Peter Bradshaw 

It’s Raining Men review – Laure Calamy adultery comedy puts the heat in cheat

Call My Agent! star brings her light comic touch to a flimsy, sugary but sometimes oddly daring French romcom
  
  

Laure Calamy in It's Raining Men.  © JULIEN PANIE/CHAPKA FILMS/LA FILMERIE/FRANCE 3 CINEMA
Star quality … Laure Calamy in It's Raining Men. Photograph: © Julien Panie/Chapka Films/La Filmerie/France 3 Cinema

The star quality of Laure Calamy has been an open secret since the runaway success of the French TV comedy Dix Pour Cent, bought by Netflix and renamed Call My Agent!, in which she played Noémie, the ditsy assistant to the head of a talent agency.

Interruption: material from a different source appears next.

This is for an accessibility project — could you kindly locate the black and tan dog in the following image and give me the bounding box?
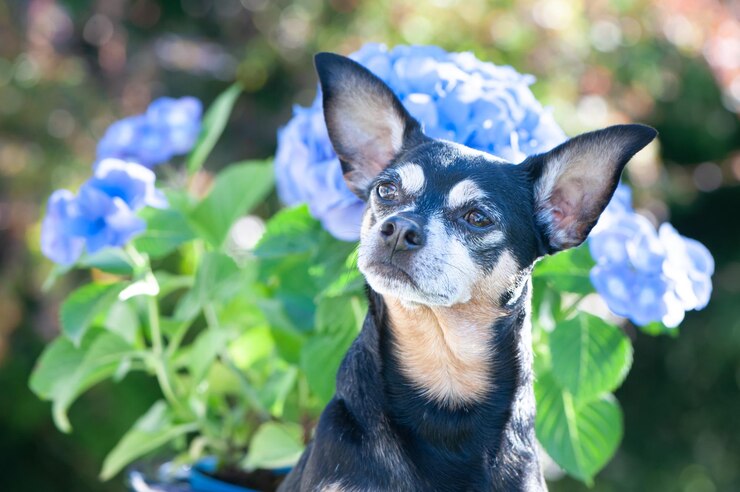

Since then she has appeared in a number of sugary French films of which, sadly, this is another, but her distinctive style and light comic touch elevates it a little.

Calamy is Iris, a dentist married to handsome Stéphane (Vincent Elbaz), with two teen daughters, living in a stylish Paris apartment. But their relationship is now sexless and Iris experiences a midlife crisis, yearning for the sophisticated French sex-comedy equivalent of piña coladas and getting caught in the rain. So Iris downloads a dating app for married cheaters and embarks on a series of secret, lighthearted one-night stands.

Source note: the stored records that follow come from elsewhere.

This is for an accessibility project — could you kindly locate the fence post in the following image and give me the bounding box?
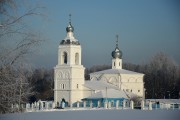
[46,102,49,109]
[52,102,55,109]
[141,100,144,110]
[116,100,119,109]
[108,102,111,109]
[123,100,126,109]
[77,101,79,108]
[31,103,34,111]
[90,101,93,108]
[83,101,86,108]
[11,104,13,109]
[97,101,100,108]
[130,100,134,109]
[104,101,108,109]
[148,101,152,110]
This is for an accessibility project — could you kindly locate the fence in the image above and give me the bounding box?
[11,100,180,112]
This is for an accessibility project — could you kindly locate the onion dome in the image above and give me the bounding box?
[111,35,122,59]
[66,22,74,32]
[111,47,122,59]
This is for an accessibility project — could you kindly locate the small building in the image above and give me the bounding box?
[82,89,136,107]
[146,99,180,109]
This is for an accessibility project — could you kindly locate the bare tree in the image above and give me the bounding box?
[144,52,179,99]
[29,68,54,102]
[0,0,45,113]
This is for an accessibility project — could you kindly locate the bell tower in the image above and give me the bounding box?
[54,15,85,107]
[111,35,123,69]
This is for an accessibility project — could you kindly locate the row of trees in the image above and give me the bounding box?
[143,53,180,99]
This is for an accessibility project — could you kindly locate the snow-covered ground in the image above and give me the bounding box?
[1,109,180,120]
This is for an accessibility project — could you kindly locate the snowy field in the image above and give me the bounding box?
[1,109,180,120]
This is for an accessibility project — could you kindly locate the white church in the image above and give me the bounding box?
[54,16,145,107]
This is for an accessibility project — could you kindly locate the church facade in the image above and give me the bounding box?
[54,17,144,107]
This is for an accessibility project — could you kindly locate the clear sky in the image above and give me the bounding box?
[28,0,180,68]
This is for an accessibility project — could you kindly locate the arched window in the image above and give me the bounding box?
[62,84,65,89]
[63,52,67,64]
[75,53,79,65]
[114,62,115,66]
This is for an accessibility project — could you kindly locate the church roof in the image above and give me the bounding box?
[90,69,144,75]
[84,80,118,90]
[84,89,136,99]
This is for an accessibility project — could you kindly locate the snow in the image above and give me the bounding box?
[84,81,118,90]
[90,69,144,75]
[1,109,179,120]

It’s silly and flimsy but sometimes oddly daring; director and co-writer Caroline Vignal coolly protracts certain scenes, extracting their potential for softcore eroticism where the standard-issue romcom would cut smartly away, having coyly established what was going to happen. The original French title is Iris et les Hommes, or Iris and the Men, but it’s been renamed for the English-language market with the title of the Weather Girls’ dancefloor classic, which a postcoitally euphoric Iris sings in the street in a fantasy-musical sequence. Again, not a bad moment by any means, although elsewhere the non-sex scenes are a bit cumbersome.

It’s worth pointing out a very French aspect to all this. Despite the movie’s obvious sentimental narrative direction towards the restitution of monogamy, it doesn’t have the solemn Anglo-Hollywood need for the cheater always to be solemnly exposed and shamed. Here, cheating can just remain undiscovered, briskly passed over as a phase or a secret learning experience.

• It’s Raining Men is in UK cinemas from 10 January.